Driving with someone who is intoxicated is scary in more ways than one. There’s that primary, visceral fear that twists your stomach every time a car whizzes by or the driver swerves, and then there’s that secondary fear — the fear of speaking up. Intoxicated people can be unpredictable. They can get angry. You know you have to find a way to make them pull over, but if they get angry or even more distracted, there’s no telling how that might compound an already horrifying situation.
As an adult, that fear is bad enough. As a child, mustering up the courage to demand something of an adult can be absolutely monumental. And when that adult is your parent, it can even feel downright paralyzing. But two Nebraska children found themselves in that very situation when their father became intoxicated before and during a nightmare vacation drive. They did what had to be done, and their bravery may have saved not just their own lives but the lives of other people on the road that day.
Ethan and Mackenzie Behrens, who are 12 and 14 years old, respectively, were headed to Colorado with their father, Jason Behrens, for a vacation with him when it became very clear that he was incapable of driving. The siblings told local news outlet 14 News that the harrowing drive had them terrified, describing the sound of other cars blowing past them as their father swerved in and out of traffic. They begged him to pull over, but when he wouldn’t, insisting he was sober, they devised a very simple plan.
The Nebraska county they were in has a 911 text alert system, so Mackenzie typed out a quick text message, and she and Ethan agreed that if their father swerved again, they would press send. He did, so they did. Still, that meant the police had to come and locate the car, which Behrens was still refusing to pull over, so his children coaxed him into stopping for a bite to eat before they got on the highway proper. That did the trick, and it gave police time to find the family. When they did, Behrens’ blood alcohol level was almost three times the legal limit, and he was still drinking; cops found alcohol in his cup.
Behrens was arrested, and the children’s mother was contacted to come pick up Ethan and Mackenzie, who credit the responding officers with saving their lives. They are probably right about that, not to mention the fact that because they were able to get their dad off the road before hitting the highway, it’s more than possible they saved other lives as well.
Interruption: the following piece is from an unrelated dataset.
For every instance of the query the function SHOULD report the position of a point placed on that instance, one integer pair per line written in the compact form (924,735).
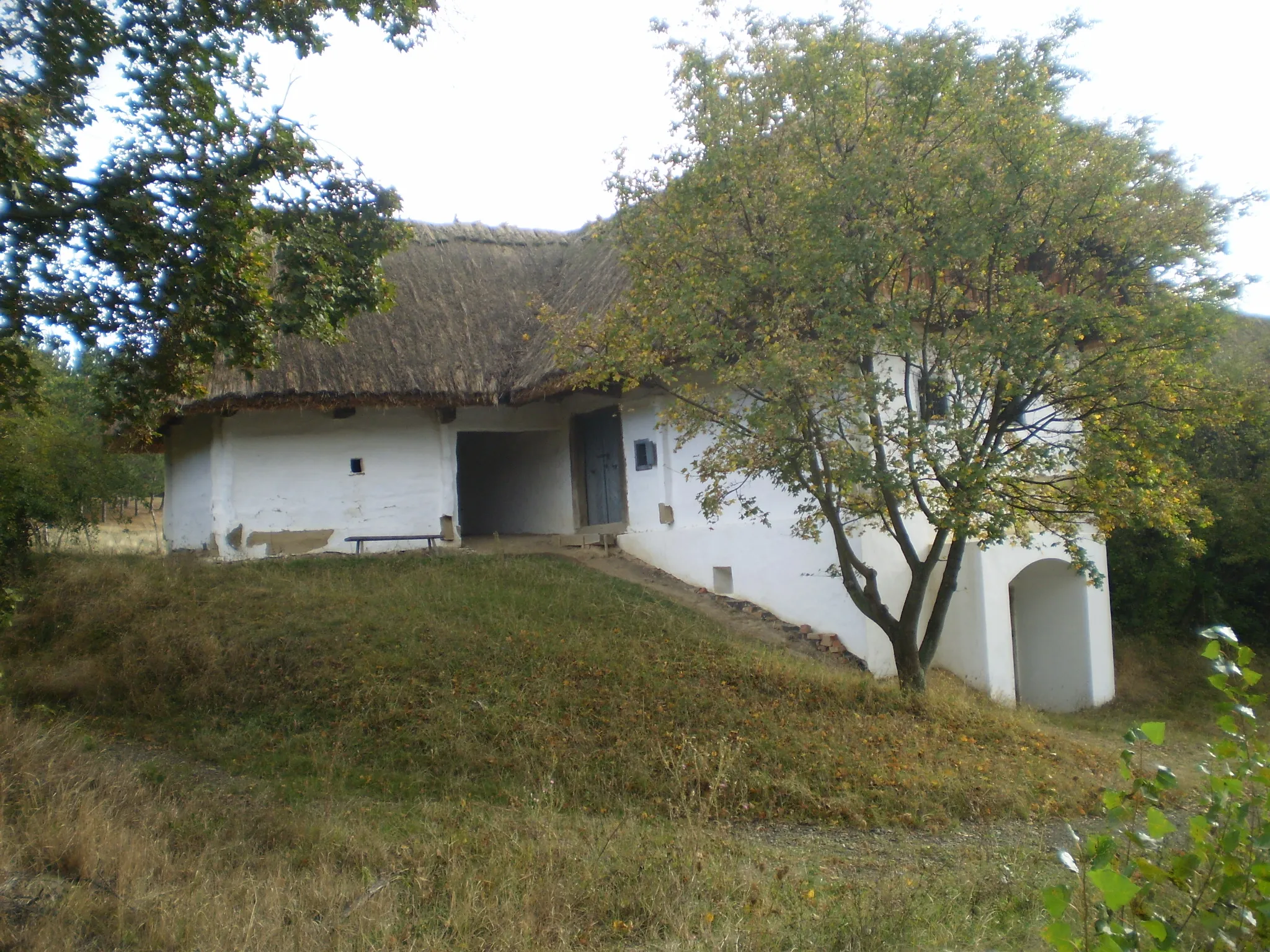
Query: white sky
(510,112)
That these two children had the presence of mind to contact police and do whatever they had to to keep themselves safe when their father refused is certainly something extraordinary, especially given how young they both are. But the fact that they were also able to stand up to a parent who was acting recklessly takes real guts. It’s more than a little heartbreaking to hear how deeply they understand the situation with their father, explaining that the decision was hard but necessary. It’s right to admire that kind of maturity, but it’s also appropriate to acknowledge that they shouldn’t have to have it. Parents are supposed to keep children safe, even if that means from themselves.
Above all, though, it’s a real reminder that kids need to hear that it’s all right to stand up to adults who are doing the wrong thing and to take it a step further — to stand up to parents who are.
Behrens, we hope, has gotten the wake-up call he needed to get himself some real help. If he does sober up, chances are high he won’t see what his kids did as a betrayal or disrespect. He will understand that they were doing what he was incapable of — protecting his children. As parents, we can’t imagine losing control of our faculties when we’re with our kids and doing anything at all that would compromise their safety.
Unfortunately that doesn’t always happen. Parents are human and as flawed as anyone else. Usually it doesn’t do lasting damage, and as our kids grow, they learn that they’ll have their own flaws to contend with.
But when these flaws roll over into harmful territory — when parents succumb to addiction or anger or illness or something else entirely — children need to know they have the right to get the help that their parents are incapable of giving them. We need to tell them that it’s OK to stand up to a parent who could hurt them or has the potential to. Then, we need to work as hard as humanly possible to make sure they never have to.